Fluxo-Floema, o primeiro livro de ficção de Hilda Hilst, publicado em 1970, apresenta uma narrativa com estilo peculiar em que a pontuação torna difícil identificar, imediatamente, quem fala e com quem falam os personagens no texto. Além disso, a narrativa em prosa mistura enredo e ação, revelando-se como poesia, graças a sua flutuação entre filosofia e ficção e aos efeitos do grotesco, inscritos na escolha das palavras e na organização estratégica do texto. O objetivo deste estudo é demonstrar como o grotesco é construído na narrativa e como seus efeitos provocam a sensação de incerteza e desconforto, expondo o homem em angústia e o seu viver em conflito existencial, construindo a poética grotesca e desarmônica de Hilda Hilst.
 

"A OBSCENA SENHORA D, DE HILDA HILST, E AS RELAÇÕES ENTRE EROS, TÂNATOS E LOGOS", dissertação de mestrado apresentada por Cinara Leite.
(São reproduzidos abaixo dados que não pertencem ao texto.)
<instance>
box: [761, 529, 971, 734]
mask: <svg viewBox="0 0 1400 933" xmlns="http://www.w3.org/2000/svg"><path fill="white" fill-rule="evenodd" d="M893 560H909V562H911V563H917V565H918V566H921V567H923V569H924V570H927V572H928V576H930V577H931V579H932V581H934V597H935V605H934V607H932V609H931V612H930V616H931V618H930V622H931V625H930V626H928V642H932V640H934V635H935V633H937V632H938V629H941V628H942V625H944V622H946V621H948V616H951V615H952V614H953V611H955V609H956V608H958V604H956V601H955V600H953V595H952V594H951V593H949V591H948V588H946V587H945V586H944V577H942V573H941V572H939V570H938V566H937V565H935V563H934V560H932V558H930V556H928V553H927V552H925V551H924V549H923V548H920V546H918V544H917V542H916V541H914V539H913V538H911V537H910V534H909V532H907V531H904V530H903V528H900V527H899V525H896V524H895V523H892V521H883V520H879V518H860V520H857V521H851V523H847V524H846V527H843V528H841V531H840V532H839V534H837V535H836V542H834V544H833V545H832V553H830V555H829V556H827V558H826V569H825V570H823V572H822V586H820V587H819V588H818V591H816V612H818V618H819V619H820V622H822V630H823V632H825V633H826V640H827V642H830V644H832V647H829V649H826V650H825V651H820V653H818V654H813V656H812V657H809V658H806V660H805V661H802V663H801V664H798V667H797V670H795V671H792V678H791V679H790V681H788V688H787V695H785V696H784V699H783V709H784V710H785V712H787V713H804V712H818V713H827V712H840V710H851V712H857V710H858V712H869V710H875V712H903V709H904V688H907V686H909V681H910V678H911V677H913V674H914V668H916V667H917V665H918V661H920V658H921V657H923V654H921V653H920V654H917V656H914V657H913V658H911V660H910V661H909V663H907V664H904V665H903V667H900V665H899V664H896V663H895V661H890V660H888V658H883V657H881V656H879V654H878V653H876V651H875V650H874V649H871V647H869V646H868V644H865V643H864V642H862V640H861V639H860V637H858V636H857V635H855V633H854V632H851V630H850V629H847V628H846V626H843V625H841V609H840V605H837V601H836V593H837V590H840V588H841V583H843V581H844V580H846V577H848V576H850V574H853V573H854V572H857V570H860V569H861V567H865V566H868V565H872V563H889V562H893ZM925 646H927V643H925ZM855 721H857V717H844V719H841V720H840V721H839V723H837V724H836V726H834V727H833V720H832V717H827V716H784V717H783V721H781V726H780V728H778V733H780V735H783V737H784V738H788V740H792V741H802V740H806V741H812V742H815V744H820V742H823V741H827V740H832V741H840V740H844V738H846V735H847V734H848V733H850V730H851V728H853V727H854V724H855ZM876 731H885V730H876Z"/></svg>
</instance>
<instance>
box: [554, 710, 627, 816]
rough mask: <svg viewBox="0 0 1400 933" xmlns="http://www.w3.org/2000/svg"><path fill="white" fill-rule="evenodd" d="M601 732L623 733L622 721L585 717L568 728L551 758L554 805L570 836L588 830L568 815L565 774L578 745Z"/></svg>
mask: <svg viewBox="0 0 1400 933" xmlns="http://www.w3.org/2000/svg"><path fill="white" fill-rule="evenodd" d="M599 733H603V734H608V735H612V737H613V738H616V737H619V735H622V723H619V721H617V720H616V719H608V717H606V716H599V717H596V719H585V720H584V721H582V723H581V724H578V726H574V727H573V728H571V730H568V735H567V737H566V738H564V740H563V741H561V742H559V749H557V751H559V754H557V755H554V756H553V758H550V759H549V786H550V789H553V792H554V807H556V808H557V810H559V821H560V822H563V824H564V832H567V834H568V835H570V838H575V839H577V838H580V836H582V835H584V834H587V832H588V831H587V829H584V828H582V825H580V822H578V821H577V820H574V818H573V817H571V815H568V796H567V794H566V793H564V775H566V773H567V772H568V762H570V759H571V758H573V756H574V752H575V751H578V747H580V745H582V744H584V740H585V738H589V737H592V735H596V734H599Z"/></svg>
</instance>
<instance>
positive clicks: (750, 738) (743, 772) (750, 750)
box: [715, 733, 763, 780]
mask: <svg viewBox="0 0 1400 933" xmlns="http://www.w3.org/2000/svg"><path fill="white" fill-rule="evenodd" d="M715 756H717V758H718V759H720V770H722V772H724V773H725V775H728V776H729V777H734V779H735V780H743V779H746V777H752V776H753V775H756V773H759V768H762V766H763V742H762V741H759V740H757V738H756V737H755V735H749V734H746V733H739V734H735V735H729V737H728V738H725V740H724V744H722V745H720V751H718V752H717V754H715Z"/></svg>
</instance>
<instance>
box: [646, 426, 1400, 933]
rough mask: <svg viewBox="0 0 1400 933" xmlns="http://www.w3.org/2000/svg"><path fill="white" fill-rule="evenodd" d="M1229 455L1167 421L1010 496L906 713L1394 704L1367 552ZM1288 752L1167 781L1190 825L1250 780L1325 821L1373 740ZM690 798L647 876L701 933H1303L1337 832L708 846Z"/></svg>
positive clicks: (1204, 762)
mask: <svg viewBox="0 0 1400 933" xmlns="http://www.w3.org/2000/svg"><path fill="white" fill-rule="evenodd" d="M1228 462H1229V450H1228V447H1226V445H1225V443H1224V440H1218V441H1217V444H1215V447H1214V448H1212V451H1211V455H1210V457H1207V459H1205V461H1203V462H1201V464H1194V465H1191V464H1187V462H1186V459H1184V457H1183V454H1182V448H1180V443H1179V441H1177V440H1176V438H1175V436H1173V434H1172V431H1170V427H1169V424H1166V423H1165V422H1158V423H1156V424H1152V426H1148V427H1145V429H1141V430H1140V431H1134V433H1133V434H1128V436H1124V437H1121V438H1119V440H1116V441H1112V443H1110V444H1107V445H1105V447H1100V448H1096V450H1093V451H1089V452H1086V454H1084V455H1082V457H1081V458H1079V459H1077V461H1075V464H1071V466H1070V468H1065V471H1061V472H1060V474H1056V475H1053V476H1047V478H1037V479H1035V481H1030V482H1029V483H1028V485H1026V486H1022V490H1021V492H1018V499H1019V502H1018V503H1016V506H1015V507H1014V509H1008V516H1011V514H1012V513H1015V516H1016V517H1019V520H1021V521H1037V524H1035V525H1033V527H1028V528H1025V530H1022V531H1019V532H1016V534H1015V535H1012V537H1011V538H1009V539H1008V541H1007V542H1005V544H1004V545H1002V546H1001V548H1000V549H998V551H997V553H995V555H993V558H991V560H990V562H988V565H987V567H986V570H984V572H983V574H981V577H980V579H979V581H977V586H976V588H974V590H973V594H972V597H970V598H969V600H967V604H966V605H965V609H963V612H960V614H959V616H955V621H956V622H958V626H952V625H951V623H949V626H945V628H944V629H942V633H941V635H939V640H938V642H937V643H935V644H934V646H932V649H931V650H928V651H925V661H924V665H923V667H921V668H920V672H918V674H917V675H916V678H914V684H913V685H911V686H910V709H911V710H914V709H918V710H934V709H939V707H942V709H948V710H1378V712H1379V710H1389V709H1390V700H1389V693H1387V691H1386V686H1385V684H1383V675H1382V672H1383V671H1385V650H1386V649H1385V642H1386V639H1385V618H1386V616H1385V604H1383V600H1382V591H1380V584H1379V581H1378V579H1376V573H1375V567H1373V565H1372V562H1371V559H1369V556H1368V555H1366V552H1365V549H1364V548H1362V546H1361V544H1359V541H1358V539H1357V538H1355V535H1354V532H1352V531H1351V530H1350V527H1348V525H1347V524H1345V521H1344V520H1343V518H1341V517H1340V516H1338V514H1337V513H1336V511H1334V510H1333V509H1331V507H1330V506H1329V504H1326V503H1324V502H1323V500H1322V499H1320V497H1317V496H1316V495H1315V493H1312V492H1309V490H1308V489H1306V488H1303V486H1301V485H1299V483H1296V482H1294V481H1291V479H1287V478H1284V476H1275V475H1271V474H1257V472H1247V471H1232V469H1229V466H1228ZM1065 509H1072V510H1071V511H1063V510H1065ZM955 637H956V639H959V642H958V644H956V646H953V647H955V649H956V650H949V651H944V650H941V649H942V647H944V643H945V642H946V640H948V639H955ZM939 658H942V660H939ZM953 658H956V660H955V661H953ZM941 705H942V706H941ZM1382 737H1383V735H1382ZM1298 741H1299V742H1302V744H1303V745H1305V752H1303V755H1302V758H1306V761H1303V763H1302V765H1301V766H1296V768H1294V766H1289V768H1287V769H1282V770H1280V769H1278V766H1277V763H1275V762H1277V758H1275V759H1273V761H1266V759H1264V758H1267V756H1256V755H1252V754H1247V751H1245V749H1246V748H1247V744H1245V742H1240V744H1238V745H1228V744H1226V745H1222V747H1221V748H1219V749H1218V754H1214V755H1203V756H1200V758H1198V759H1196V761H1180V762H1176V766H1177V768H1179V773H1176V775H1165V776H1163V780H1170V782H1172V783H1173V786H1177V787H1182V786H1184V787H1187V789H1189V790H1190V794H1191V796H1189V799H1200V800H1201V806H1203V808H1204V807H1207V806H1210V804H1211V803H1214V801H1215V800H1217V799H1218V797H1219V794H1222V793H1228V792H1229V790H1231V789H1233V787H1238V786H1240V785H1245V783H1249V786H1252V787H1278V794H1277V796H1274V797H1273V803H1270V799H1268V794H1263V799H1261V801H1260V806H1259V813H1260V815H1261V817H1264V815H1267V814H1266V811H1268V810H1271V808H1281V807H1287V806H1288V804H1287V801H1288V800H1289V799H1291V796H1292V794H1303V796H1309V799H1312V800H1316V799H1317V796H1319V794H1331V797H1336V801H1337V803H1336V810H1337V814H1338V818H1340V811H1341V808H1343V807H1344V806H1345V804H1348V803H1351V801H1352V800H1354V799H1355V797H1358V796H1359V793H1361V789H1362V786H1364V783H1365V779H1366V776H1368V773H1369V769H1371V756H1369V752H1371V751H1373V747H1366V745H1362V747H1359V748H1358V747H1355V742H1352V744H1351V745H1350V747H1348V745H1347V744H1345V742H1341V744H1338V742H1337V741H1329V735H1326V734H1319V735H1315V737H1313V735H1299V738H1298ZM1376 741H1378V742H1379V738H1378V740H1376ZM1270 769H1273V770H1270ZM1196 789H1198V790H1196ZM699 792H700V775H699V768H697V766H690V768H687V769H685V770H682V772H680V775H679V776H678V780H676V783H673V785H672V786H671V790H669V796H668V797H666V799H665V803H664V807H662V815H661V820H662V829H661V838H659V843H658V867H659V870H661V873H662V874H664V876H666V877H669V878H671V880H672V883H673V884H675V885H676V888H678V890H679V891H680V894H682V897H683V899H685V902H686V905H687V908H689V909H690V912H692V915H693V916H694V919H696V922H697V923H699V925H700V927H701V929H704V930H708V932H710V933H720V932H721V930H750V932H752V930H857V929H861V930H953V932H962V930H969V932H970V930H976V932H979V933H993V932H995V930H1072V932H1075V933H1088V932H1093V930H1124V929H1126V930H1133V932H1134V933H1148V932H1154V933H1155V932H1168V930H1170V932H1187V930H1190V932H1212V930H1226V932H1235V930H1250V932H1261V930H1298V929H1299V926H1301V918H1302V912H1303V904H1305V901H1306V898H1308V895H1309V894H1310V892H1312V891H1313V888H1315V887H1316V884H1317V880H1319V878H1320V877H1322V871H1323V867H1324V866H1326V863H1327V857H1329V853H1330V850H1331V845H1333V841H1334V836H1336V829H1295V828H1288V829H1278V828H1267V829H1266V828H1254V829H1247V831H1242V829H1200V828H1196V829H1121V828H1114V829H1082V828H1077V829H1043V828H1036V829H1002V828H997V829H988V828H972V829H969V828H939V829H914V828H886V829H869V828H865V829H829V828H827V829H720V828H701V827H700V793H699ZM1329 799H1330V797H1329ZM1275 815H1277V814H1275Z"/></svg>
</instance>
O erotismo, temática que se encontra presente na produção literária da escritora brasileira Hilda Hilst, é abordado nesta pesquisa sob a perspectiva das relações de gênero, em nossa análise da narrativa A obscena Senhora D. Para desenvolver esta investigação acerca da escrita hilstiana, fez-se necessário, inicialmente, realizar uma breve revisão da crítica feminista, considerando a evolução de seus conceitos que, partindo de uma análise das obras escritas por mulheres e de elementos que unem esses sujeitos, passa a abarca as diferenças entre as mulheres, tendo a cultura como um dos fatores fundamentais a distingui-las. Do mesmo modo, consideramos importante situar a narrativa em questão dentro da produção literária desta autora, sendo fornecida uma visão geral de sua escritura, que engloba poesia, prosa e dramaturgia. A (i) logicidade da nossa protagonista Hillé é questionada como uma construção do outro, tendo por base investigações relativas às relações de poder na sociedade patriarcal, onde mulheres que têm um comportamento divergente daquele previamente estabelecido, são tachadas de insanas. Verificamos, ainda, que esse comportamento fora dos padrões definidos para o seu sexo tem sua origem na exacerbação da força erótica que, na impossibilidade de ser satisfeita fisicamente, é direcionada ao sagrado, na busca da personagem por completude, por Deus, pelo divino.